After the Man United Defeat Blind Hammer looks at the wider perspective
The Man United defeat pricked our bubbles. Still Moyes consistently warned that there would be bumps in this journey.
There remains a massive resource disparity between West Ham and most of our current lofty challengers. . Our second best player is a Manchester United reject who could not force his way into their first team.
The wider perspective is that, for once, we are over achieving. West Ham’s wage bill and turnover should, see us competing around 8th . The actual par may vary slightly because of the yo yoing relegation of clubs like Villa and Newcastle.
Happily both Leicester and West Ham are punching above their weight. West Ham are over achieving after decades, Payet season excepted, of under performing.
The Moyes project though has the opportunity to raise this par.
Some fans hoped for a sugar daddy investor ready to pour billions into West Ham to pump the club to a higher level.
More realistically raising our par means growing the club.
The good news is that one component of this project is there. Moyes is keenly aware of this.
Moyes’s old boss ,Bill Kenwright, , explained the relative Mersey-side decline of Everton.
In the mid 1980’s Liverpool won two championships, FA Cup as well as European Cup Winners Cup. Despite this Liverpool left them in their wake over succeeding seasons.
Kenwright blamed Liverpool’s greater Stadium capacity. He explained that In one game Liverpool’s extra 10,000 mattered little. But, he argued, over a season 20 games with 10,000 extra supporters starts to matter.
Over five years the advantage is big and over 10 years the difference is massive. Decades of relentless capacity advantage allowed Liverpool to grow compared to Everton, not just with increase gate receipts but more importantly vastly increased commercial revenues.

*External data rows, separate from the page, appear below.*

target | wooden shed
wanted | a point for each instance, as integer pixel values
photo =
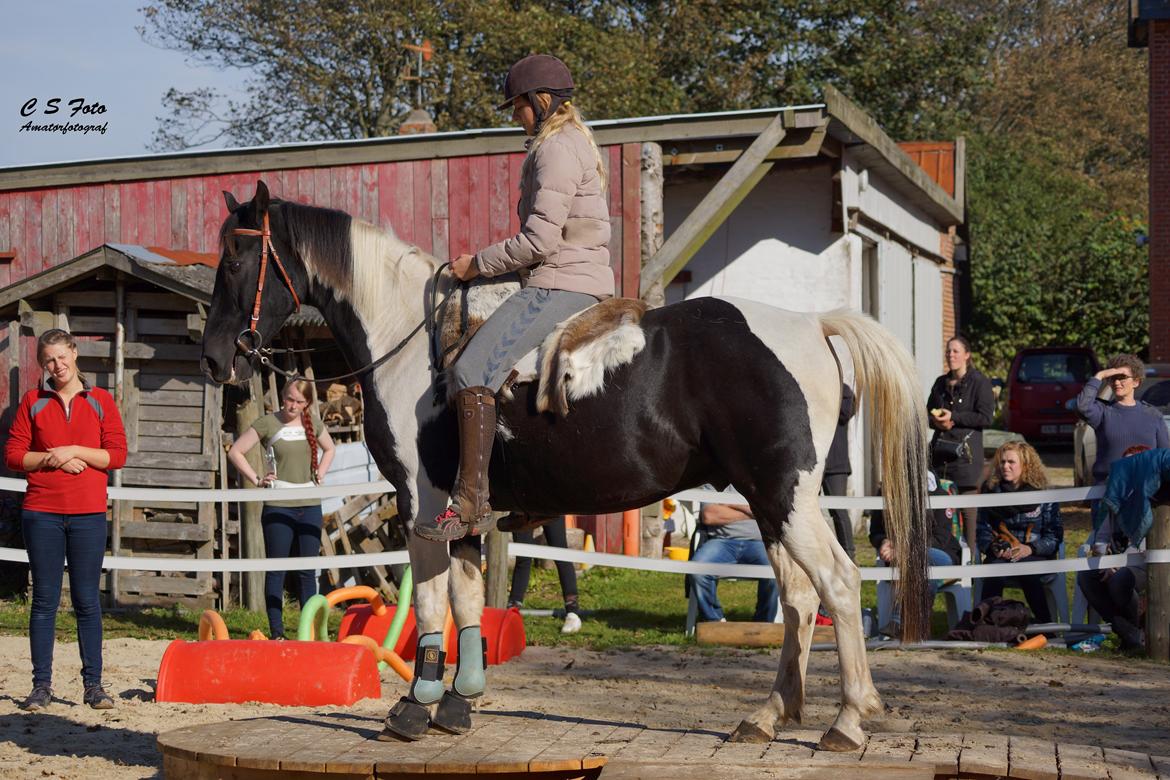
(137, 317)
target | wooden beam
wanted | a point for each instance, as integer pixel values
(866, 130)
(796, 145)
(710, 213)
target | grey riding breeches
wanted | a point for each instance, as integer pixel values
(513, 330)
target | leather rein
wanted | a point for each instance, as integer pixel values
(248, 343)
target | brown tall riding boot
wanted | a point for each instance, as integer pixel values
(470, 512)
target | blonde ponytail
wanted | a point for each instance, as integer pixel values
(565, 115)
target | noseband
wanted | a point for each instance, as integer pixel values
(248, 342)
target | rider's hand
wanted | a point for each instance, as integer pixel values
(463, 268)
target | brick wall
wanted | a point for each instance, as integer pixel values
(1160, 190)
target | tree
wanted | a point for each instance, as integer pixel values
(317, 69)
(1051, 264)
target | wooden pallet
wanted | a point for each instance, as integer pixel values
(522, 744)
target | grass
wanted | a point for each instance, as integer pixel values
(625, 608)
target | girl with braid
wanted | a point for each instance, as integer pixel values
(298, 451)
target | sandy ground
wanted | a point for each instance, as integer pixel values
(1086, 699)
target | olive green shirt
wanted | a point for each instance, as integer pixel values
(291, 449)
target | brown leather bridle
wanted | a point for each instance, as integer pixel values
(266, 246)
(254, 350)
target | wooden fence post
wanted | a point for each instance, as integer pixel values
(1157, 612)
(252, 535)
(496, 593)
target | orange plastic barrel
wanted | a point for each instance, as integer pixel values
(293, 674)
(503, 629)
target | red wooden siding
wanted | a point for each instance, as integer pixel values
(446, 206)
(936, 158)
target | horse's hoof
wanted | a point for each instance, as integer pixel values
(837, 741)
(453, 713)
(749, 732)
(406, 720)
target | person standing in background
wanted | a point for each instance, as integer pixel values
(66, 436)
(556, 535)
(298, 451)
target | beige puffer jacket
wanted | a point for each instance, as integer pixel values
(564, 235)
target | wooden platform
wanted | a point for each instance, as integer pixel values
(336, 745)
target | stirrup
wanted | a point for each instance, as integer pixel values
(448, 526)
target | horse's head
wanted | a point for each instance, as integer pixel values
(253, 296)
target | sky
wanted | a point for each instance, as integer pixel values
(87, 49)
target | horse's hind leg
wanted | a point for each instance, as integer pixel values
(799, 602)
(837, 580)
(454, 711)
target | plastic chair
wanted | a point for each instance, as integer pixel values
(1055, 589)
(956, 594)
(696, 542)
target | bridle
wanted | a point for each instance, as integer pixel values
(249, 340)
(250, 347)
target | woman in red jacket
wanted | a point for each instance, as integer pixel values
(66, 436)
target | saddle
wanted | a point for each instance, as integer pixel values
(571, 361)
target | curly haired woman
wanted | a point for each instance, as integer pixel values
(1019, 533)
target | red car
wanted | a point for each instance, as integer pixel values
(1040, 384)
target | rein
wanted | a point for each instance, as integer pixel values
(249, 339)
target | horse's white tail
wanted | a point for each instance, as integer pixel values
(887, 380)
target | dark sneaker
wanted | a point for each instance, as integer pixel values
(97, 698)
(40, 698)
(446, 527)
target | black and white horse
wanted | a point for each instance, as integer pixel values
(724, 392)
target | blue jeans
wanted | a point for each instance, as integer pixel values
(514, 330)
(53, 540)
(936, 557)
(717, 550)
(289, 532)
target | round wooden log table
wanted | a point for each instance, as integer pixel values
(336, 745)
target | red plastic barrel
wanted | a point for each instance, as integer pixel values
(503, 629)
(293, 674)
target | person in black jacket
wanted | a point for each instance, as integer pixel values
(838, 470)
(961, 405)
(1029, 532)
(944, 547)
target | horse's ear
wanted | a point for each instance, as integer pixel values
(261, 198)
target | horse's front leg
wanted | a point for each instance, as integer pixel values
(429, 565)
(454, 711)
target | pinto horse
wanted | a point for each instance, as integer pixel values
(724, 392)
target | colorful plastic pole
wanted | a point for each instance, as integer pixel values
(404, 607)
(316, 609)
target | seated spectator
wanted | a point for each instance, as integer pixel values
(944, 550)
(1114, 592)
(1019, 533)
(733, 537)
(1124, 421)
(838, 470)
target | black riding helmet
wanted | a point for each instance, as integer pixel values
(538, 73)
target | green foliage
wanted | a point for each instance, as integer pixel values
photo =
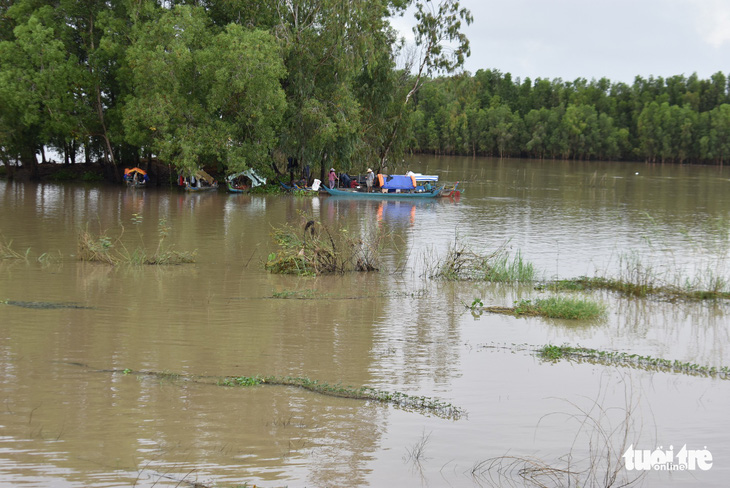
(203, 98)
(312, 248)
(558, 307)
(676, 119)
(461, 263)
(111, 250)
(554, 353)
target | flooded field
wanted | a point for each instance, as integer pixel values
(78, 339)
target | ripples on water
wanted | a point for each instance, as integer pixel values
(396, 330)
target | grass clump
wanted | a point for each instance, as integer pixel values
(463, 264)
(313, 248)
(552, 352)
(7, 251)
(553, 307)
(107, 249)
(421, 404)
(402, 400)
(561, 308)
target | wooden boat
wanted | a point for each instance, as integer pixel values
(243, 181)
(400, 187)
(198, 182)
(379, 195)
(135, 177)
(451, 192)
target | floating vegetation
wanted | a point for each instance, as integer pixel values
(402, 400)
(7, 251)
(558, 307)
(641, 290)
(462, 264)
(308, 294)
(312, 248)
(420, 404)
(552, 307)
(555, 353)
(110, 250)
(43, 305)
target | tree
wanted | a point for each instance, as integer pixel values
(436, 28)
(204, 99)
(38, 90)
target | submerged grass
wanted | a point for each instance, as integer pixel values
(638, 279)
(463, 264)
(104, 248)
(552, 307)
(561, 308)
(421, 404)
(552, 352)
(7, 251)
(313, 248)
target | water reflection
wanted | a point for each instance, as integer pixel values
(396, 330)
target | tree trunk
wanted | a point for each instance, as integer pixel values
(29, 161)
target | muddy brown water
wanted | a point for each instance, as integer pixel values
(63, 423)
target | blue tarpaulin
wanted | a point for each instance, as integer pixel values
(398, 182)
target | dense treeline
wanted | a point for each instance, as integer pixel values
(678, 119)
(224, 84)
(230, 84)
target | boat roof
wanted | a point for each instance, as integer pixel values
(252, 175)
(422, 177)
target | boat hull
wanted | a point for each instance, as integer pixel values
(383, 196)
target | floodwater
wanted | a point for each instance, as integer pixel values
(70, 417)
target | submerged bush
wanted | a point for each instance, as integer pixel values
(462, 264)
(313, 248)
(561, 308)
(110, 250)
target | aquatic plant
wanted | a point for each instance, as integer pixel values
(313, 248)
(96, 248)
(559, 307)
(111, 250)
(552, 352)
(604, 431)
(460, 263)
(7, 251)
(556, 307)
(422, 404)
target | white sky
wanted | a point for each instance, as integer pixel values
(618, 39)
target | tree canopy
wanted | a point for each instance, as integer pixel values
(222, 84)
(231, 84)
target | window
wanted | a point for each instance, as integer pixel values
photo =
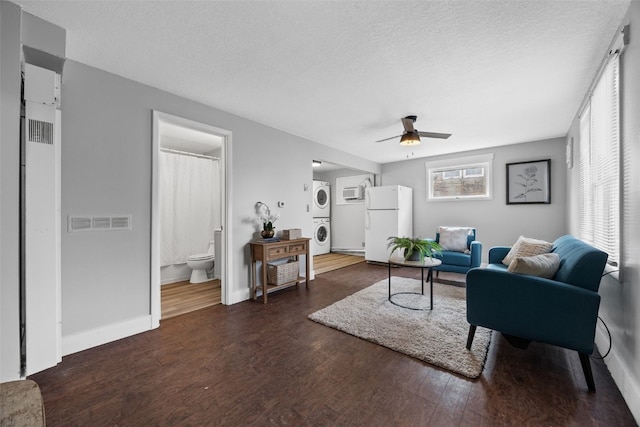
(465, 178)
(599, 163)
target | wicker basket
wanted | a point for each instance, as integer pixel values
(277, 274)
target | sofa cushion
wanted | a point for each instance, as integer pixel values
(526, 246)
(454, 258)
(454, 238)
(543, 265)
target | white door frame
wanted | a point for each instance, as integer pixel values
(226, 271)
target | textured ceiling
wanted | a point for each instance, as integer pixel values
(344, 73)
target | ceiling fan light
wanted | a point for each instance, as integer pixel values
(410, 138)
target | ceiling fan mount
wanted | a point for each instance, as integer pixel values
(411, 136)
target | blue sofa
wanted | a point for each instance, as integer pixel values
(560, 311)
(459, 262)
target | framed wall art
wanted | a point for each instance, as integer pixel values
(529, 182)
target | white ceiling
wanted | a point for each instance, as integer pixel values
(343, 73)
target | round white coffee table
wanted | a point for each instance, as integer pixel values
(429, 264)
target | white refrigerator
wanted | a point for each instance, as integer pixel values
(388, 212)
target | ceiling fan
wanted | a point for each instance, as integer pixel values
(412, 136)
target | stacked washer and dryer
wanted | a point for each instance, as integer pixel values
(321, 243)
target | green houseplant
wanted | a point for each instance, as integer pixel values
(414, 248)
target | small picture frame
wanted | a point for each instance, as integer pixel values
(529, 182)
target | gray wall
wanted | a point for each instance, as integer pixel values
(106, 161)
(496, 222)
(620, 305)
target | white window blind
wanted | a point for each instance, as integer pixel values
(599, 171)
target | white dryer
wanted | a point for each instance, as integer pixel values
(321, 199)
(321, 243)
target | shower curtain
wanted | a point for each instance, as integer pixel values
(189, 205)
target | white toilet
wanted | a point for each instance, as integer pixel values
(200, 264)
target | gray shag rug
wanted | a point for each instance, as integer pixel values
(438, 337)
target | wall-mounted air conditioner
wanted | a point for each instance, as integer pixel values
(353, 193)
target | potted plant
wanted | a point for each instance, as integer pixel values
(414, 248)
(266, 218)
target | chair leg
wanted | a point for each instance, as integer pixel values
(586, 368)
(472, 332)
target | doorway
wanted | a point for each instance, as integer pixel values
(201, 150)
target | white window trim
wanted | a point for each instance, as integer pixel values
(484, 160)
(600, 151)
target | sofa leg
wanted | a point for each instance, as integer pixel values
(586, 368)
(472, 332)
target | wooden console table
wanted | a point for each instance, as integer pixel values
(264, 252)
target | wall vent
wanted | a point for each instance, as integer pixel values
(41, 132)
(99, 223)
(121, 222)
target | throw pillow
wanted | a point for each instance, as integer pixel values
(543, 265)
(526, 246)
(454, 238)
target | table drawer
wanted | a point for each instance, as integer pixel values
(277, 251)
(298, 248)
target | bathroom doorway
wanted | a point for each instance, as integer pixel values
(188, 216)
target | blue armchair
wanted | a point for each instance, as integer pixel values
(457, 261)
(560, 311)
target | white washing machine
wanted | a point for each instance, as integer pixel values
(321, 199)
(321, 243)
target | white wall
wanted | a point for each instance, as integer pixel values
(496, 222)
(347, 221)
(620, 305)
(9, 162)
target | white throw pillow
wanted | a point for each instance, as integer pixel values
(454, 238)
(543, 265)
(526, 246)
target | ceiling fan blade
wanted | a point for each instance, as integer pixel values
(407, 122)
(386, 139)
(434, 135)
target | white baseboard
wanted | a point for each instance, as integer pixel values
(95, 337)
(622, 375)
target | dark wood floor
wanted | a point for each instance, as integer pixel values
(256, 364)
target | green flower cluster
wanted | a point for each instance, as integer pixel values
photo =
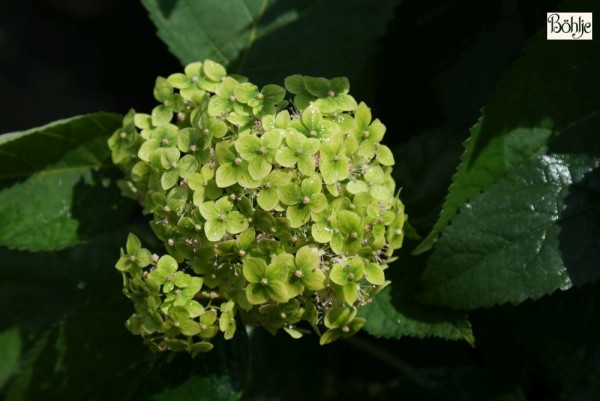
(280, 212)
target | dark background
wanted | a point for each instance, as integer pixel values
(60, 58)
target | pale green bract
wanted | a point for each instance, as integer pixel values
(277, 212)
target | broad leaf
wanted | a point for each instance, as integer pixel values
(80, 355)
(405, 318)
(519, 239)
(57, 184)
(10, 352)
(552, 88)
(209, 388)
(50, 285)
(328, 38)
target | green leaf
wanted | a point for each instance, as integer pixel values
(519, 238)
(58, 184)
(242, 35)
(65, 280)
(522, 115)
(402, 316)
(209, 388)
(10, 353)
(63, 361)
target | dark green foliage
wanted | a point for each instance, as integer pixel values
(494, 295)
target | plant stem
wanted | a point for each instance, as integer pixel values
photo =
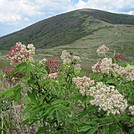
(119, 124)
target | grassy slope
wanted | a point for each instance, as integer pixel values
(65, 29)
(118, 37)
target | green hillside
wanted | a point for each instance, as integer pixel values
(72, 26)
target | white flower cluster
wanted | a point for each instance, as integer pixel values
(108, 99)
(69, 59)
(131, 109)
(53, 75)
(83, 83)
(105, 66)
(118, 70)
(102, 50)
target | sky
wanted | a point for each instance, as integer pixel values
(18, 14)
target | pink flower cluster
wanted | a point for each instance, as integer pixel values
(53, 65)
(119, 57)
(14, 78)
(19, 53)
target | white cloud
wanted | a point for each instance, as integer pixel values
(13, 11)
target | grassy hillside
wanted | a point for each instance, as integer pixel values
(67, 28)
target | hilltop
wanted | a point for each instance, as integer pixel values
(70, 27)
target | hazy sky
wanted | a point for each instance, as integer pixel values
(17, 14)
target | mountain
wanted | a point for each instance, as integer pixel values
(69, 27)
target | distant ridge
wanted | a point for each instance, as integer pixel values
(66, 28)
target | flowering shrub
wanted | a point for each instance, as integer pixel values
(13, 79)
(53, 65)
(57, 98)
(108, 99)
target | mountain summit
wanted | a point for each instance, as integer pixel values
(66, 28)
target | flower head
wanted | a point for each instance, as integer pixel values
(53, 65)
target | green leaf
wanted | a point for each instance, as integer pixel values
(58, 116)
(25, 122)
(93, 130)
(17, 94)
(104, 130)
(57, 102)
(21, 67)
(9, 92)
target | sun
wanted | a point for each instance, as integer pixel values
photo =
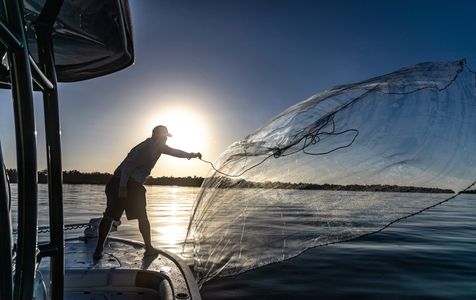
(187, 128)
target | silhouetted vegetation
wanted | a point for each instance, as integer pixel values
(77, 177)
(230, 183)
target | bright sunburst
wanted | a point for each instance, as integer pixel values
(187, 128)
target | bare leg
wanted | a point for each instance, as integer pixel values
(104, 227)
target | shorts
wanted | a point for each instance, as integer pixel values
(134, 204)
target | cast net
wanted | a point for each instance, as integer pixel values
(344, 163)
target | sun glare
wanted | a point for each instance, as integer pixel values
(186, 127)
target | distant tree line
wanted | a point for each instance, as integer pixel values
(77, 177)
(224, 182)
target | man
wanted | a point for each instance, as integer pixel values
(125, 190)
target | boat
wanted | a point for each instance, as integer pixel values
(44, 42)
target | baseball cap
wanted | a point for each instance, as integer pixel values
(161, 130)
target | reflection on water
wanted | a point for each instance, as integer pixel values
(427, 256)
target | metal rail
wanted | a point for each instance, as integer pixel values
(25, 132)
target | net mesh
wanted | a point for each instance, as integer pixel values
(344, 163)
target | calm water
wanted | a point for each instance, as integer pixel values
(429, 256)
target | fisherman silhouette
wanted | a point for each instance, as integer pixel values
(125, 191)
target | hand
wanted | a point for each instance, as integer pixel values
(122, 192)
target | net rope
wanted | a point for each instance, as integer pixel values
(343, 164)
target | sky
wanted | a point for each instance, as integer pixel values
(214, 71)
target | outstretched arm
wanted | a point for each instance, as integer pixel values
(179, 153)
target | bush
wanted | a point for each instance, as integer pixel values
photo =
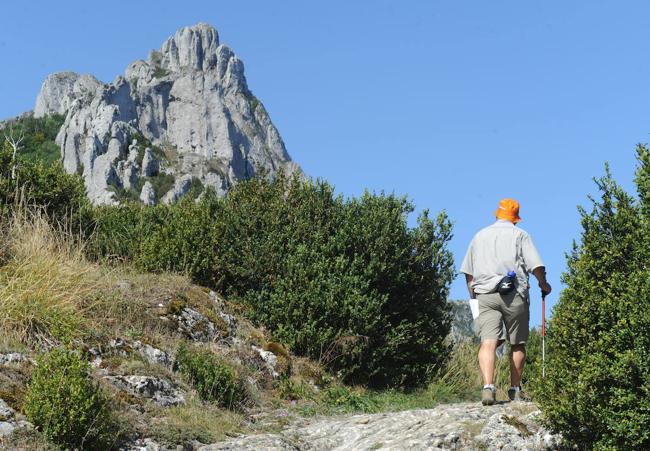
(67, 405)
(62, 195)
(346, 282)
(214, 379)
(597, 386)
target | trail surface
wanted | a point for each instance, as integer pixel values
(505, 426)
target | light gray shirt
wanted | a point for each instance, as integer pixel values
(497, 249)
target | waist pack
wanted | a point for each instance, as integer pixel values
(507, 284)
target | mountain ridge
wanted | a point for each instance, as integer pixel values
(186, 111)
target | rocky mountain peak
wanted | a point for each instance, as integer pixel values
(182, 118)
(195, 47)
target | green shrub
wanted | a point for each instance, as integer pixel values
(65, 403)
(117, 232)
(212, 377)
(184, 241)
(348, 399)
(346, 282)
(597, 385)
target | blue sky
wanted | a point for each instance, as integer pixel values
(456, 104)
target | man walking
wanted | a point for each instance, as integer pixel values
(494, 252)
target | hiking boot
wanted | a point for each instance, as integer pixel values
(488, 396)
(518, 395)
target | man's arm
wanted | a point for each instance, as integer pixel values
(540, 275)
(469, 279)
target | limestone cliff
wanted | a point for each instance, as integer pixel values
(183, 117)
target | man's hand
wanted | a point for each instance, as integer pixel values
(546, 288)
(468, 279)
(540, 274)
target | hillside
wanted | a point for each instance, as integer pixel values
(155, 342)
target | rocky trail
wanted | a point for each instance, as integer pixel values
(505, 426)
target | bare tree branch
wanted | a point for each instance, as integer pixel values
(14, 142)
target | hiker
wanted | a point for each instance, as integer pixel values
(503, 301)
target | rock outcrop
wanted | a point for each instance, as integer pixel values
(188, 104)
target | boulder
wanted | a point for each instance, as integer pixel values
(159, 390)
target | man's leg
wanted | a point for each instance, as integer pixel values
(517, 361)
(486, 359)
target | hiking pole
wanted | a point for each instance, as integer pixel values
(543, 334)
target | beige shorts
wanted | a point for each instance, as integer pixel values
(503, 317)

It is not simply the same 10,000 supporters arriving every week, but a much bigger number, some attending only occasionally but nevertheless becoming, often with their families, supporters for life.
A virtuous circle of success from these extra resources increased the competitive advantage still further. Liverpool could pay higher wages and transfer fees not just for one year, but every year.
So if Kenwright is right the extra capacity of the London Stadium matters. It provides Moyes with an opportunity to grow West Ham.
I am convinced Moyes knows that 66,000 supporters every fortnight over the next 10 years can, if things are put right, transform West Ham. Unlike Mourinho, Moyes will not be saddled with a £1 billion debt to service.
The key of course is performance on the pitch to break the self destructive negativity which has beset us in recent seasons. Moyes sensibly stresses the need to promise less and deliver more. Steady as she goes is the order of the day. Just winning more games than we lose it a realistic start. A start which could finally provide a brighter future.